Jets fire rockets that leave a trail of gray smoke in the sky, and helicopters shower their targets with machine-gun fire. But what matters most in this round of Taiwanese war games are the cameras.
In the perennial shadow boxing between China and Taiwan, the public on both sides has a ringside seat, courtesy of television and newspapers.
PHOTO: AP
The propaganda war has been heating up lately as the Chinese military takes advantage of clear summer weather and stages exercises directly across from Taiwan.
Beijing's leaders hope to convince Taiwan that if it continues to reject offers of eventual reunification, China's growing arsenal of Russian-made destroyers, jets and missiles could come storming across the Taiwan Strait.
The most common vehicle for China's fright show is the Hong Kong press.
The pro-China daily Wen Wei Po (文匯報) has been printing a steady stream of photos and stories about war games China is holding on Dongshan Island (東山島), just 225km from the nearest Taiwan territory.
A graphic covering much of the front page on Aug. 12 showed Taiwan trapped in a full-court Chinese military press.
Submarines and destroyers seal one end of the Taiwan Strait while missiles await launching, warplanes and helicopters control the skies, and satellites direct ground troops from space.
About two years ago, stocks tumbled nearly 4 percent on the Taiwan exchange when the Hong Kong daily Ming Pao (
The market is once again down, but this time the reason seems to be sagging world demand for electronics, a mainstay of Taiwan's economy, rather than China's war games.
"We've already been numbed by all this stuff.

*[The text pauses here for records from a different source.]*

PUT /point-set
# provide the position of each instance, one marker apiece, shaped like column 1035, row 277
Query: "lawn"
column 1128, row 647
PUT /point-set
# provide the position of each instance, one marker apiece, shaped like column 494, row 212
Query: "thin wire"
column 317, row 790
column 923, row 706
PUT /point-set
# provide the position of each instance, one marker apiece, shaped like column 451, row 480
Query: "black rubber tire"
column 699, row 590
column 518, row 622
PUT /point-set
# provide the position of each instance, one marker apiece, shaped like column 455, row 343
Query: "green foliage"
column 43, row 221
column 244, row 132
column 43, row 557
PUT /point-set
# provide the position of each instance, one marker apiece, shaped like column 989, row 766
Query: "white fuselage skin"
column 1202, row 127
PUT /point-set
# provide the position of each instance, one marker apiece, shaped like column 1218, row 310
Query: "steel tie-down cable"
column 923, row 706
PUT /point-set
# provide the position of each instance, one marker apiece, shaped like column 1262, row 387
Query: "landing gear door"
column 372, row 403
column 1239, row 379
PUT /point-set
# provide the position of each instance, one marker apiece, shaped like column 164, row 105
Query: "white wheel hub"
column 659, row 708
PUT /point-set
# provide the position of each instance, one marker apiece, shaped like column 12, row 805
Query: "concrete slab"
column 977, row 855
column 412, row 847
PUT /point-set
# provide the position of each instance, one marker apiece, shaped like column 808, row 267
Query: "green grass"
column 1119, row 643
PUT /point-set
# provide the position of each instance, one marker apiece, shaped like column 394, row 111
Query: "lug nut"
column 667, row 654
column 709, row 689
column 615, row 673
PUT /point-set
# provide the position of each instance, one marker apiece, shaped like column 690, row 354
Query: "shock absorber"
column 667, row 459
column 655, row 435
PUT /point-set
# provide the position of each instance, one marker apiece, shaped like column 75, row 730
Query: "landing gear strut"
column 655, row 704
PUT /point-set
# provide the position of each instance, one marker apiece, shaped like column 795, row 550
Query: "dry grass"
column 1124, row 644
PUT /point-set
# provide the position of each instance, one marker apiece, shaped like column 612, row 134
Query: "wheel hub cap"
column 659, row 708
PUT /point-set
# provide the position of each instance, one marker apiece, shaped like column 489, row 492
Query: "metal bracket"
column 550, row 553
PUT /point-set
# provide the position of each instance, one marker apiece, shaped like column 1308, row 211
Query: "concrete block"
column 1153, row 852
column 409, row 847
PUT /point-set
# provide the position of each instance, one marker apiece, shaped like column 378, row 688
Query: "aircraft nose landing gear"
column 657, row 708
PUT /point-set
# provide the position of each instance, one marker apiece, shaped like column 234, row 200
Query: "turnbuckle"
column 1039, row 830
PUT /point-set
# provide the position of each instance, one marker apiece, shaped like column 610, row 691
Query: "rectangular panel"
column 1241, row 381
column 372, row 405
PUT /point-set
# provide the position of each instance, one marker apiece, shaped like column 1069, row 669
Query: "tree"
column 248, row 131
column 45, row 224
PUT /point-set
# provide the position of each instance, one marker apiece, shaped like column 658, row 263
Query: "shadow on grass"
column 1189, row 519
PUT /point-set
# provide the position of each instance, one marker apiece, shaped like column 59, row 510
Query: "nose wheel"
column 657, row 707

We hear about these reports every three days or so," said Wang Tsai-ming, a retired builder dressed in shorts and sandals as he checked on his stocks at a brokerage.

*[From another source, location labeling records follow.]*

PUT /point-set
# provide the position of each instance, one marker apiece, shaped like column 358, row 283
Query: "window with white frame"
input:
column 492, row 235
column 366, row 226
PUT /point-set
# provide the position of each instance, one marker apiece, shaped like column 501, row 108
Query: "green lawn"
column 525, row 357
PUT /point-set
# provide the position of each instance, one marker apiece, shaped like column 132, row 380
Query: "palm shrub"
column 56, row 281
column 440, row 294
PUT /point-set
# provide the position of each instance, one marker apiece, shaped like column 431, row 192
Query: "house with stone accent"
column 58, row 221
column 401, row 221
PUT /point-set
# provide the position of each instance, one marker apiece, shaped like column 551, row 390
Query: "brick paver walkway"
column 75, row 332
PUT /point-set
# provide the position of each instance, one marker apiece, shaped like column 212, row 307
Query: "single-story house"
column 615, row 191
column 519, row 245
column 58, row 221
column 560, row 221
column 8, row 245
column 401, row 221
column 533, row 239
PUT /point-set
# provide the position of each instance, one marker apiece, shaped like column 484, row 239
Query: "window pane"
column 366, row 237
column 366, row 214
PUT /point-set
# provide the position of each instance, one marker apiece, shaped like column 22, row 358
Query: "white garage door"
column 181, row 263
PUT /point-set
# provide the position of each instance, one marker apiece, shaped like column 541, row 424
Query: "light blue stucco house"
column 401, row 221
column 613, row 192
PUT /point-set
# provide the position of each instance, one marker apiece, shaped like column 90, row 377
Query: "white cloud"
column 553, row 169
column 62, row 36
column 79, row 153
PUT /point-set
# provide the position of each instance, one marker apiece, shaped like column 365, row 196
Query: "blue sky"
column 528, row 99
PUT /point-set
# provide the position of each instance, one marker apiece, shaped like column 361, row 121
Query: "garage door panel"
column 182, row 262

He said he drew reassurance from the front page of a Taiwanese daily newspaper that showed Taiwanese pilots racing to a line of Super Cobra attack helicopters.

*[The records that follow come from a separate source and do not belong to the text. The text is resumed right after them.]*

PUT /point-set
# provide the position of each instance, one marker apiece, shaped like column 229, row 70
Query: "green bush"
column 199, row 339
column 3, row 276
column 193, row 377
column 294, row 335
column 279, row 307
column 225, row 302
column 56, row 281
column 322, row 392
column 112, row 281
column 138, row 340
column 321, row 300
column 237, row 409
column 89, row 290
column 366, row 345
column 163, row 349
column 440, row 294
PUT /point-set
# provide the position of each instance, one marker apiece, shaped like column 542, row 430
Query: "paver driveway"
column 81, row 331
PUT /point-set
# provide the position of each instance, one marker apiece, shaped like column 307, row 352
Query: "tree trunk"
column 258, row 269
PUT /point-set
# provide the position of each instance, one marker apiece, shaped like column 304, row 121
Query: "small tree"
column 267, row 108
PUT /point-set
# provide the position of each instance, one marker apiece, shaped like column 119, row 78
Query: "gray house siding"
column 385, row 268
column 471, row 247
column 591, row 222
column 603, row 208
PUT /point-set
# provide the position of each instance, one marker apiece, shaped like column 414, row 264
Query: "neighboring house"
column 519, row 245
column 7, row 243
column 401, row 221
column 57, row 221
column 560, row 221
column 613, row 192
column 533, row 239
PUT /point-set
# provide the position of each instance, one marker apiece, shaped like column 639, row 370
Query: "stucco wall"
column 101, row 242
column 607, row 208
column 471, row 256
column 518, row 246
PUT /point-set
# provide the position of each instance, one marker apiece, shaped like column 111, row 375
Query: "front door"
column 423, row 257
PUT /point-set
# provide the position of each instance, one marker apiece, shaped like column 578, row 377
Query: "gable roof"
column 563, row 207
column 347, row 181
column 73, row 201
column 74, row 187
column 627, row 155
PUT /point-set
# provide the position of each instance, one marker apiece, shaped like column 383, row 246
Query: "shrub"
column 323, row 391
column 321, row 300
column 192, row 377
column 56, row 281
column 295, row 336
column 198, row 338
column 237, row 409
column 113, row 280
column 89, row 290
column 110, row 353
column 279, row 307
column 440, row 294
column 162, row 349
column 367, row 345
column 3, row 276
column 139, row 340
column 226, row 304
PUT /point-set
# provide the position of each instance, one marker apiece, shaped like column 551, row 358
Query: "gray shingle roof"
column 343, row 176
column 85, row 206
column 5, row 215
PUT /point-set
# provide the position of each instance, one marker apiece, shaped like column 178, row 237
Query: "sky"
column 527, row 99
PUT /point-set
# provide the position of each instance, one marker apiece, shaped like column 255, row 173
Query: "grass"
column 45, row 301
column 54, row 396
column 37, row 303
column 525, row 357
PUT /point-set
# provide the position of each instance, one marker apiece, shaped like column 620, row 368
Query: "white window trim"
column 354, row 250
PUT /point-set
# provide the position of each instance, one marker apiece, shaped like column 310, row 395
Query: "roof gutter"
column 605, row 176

That photo, printed by most of the nation's newspapers, was the product of a Taiwanese military spokesman's office.
Every month, the military takes Taiwanese and foreign journalists on two or three-day trips to air bases, warships and firing ranges. Soldiers scale walls in urban warfare drills, helicopters fire rockets at imaginary invading ships and frogmen paddle rafts in mock night missions.
It's all painstakingly choreographed for television, and has become a lot more sophisticated than in the 1960s and 1970s, when Chinese and Taiwanese artillery would trade salvoes of shells packed with propaganda leaflets.
The elaborate coverage of Taiwanese in mock battle meets a "subconscious need for martial reassurances," said Fu S. Mei (梅復興), editor-in-chief of the Taiwan Defense Review Web site (台海軍情).
While China clings to its authoritarian ways, Taiwan has evolved from a society under martial law into a democracy with a free media and a legislature that scrutinizes military spending.
China's advantage in the propaganda war is its ability to control what appears in the nation's state-run media. Hong Kong's media aren't controlled, but depend on the Chinese government for photos and video footage of military activity.
A misfired Chinese missile will go unreported. But Taiwanese authorities often permit live coverage of their exercises, and can only pray that nothing goes wrong on camera.
Taiwan has an array of military spokesmen on call.
On a recent trip to the outlying island of Matsu, officers set up tables with computer plug-ins so that reporters could send their stories at the hotel. One officer was even assigned to stay up late in case any journalists had some last-minute questions.
Last year, by contrast, when China's Foreign Ministry invited representatives of various ministries to meet foreign journalists, the military group showed up but immediately walked away without talking to anyone.